Nobody had a bigger smile on her face at the curtain call than Montego Glover. The actress, playing the title role in Elton John and Tim Rice’s “Aida,” this week’s Music Circus production, had every reason to smile. She had just turned in a mesmerizing performance as the fiery Nubian princess, captured by Egyptian soldiers, who falls in love with her captor, Army captain Radames (Michael Hunsaker).
“Aida” probably has no songs you’ve heard before, but Glover gives a stunning, emotional performance of the first act finale, “The gods love Nubia” and a song from prison, “Easy as Life.”
As her lover, Hunsaker is a strong, virile, handsome man torn between his love of Aida and his duty to his father, Zoser (Adrian Zmed), whose dream is to see his son on the throne of Egypt and who, to that end, has arranged for his son to marry the daughter of the Pharoah (Mark La Mura)
The third member of this love triangle is Radames’ fiancee, Amneris, the Egyptian equivalent of a “Jewish American princess,” a woman best known for her “beauty, her wisdom, and her accessories,” who also acts as a narrator to the story. Kelli Provart is from the Broadway and touring productions of “Aida” and is simply excellent. She brings a comic touch to the tragic tale, but is also regal as the daughter of the Pharoah, who will assume her father’s throne upon his death and bring peace to the region.
An outstanding trio "A Step Too Far," which opens the second act with the three principal characters describing how they find themselves entangled in conflicted loyalties and emotions.
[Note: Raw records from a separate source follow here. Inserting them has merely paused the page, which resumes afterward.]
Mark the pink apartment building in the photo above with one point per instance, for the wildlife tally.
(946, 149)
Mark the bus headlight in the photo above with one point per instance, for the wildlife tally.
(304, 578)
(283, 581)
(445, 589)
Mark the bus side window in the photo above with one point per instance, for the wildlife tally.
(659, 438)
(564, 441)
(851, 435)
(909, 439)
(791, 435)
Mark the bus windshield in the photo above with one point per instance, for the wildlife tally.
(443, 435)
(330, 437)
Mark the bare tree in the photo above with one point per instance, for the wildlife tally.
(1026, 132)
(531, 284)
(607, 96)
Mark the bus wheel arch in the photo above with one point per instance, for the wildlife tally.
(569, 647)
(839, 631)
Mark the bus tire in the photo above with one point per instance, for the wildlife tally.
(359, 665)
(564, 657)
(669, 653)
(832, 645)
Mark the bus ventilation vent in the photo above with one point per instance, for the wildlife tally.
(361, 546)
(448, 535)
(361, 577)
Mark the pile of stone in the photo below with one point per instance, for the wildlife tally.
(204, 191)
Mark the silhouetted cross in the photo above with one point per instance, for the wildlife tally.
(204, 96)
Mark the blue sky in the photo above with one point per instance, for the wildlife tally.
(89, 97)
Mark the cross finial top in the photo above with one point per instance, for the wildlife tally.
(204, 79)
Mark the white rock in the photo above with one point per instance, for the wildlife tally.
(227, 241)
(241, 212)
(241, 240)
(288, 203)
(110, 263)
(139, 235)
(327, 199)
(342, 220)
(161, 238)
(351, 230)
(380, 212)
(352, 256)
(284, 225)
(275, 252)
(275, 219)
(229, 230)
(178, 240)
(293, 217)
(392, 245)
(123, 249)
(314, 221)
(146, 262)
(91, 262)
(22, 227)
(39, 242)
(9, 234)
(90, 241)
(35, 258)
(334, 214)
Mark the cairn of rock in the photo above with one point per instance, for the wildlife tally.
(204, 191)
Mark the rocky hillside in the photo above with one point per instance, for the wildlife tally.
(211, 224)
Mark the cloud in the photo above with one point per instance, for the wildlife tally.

Though the story will be familiar to opera goers, John and Rice have introduced a new character, Mereb, the wise-cracking Nubian slave who delivers Aida from the slave ship to the palace, and suddenly recognizes her as his princess ("How I know you"). Edward M. Barker gives Mereb a nice balance between wheeler-dealer who really kind of likes his life at the palace, and dedicated Nubian who will protect his princess and his king at all costs.
In the small role of Aida’s father, Amonasro is popular local actor, James Wheatley, who gives a somewhat over the top performance, but who makes a fantastic escape in a boat designed by Michael Schweikardt.
Choreography by Todd L. Underwood is energetic, particularly in the Nubian dance sequences.
This is not a “happily ever after” story, the lovers meeting a tragic end, of course, but as a Disney production the writers can’t let people leave the theater depressed, so they cop out and toss in a “what if...?,” “maybe...” sort of ending to give everyone hope.
With all that is going on in the middle east this week, it seemed odd to be watching this musical, where so many of the lines seem applicable to the Israel-Lebanon conflict.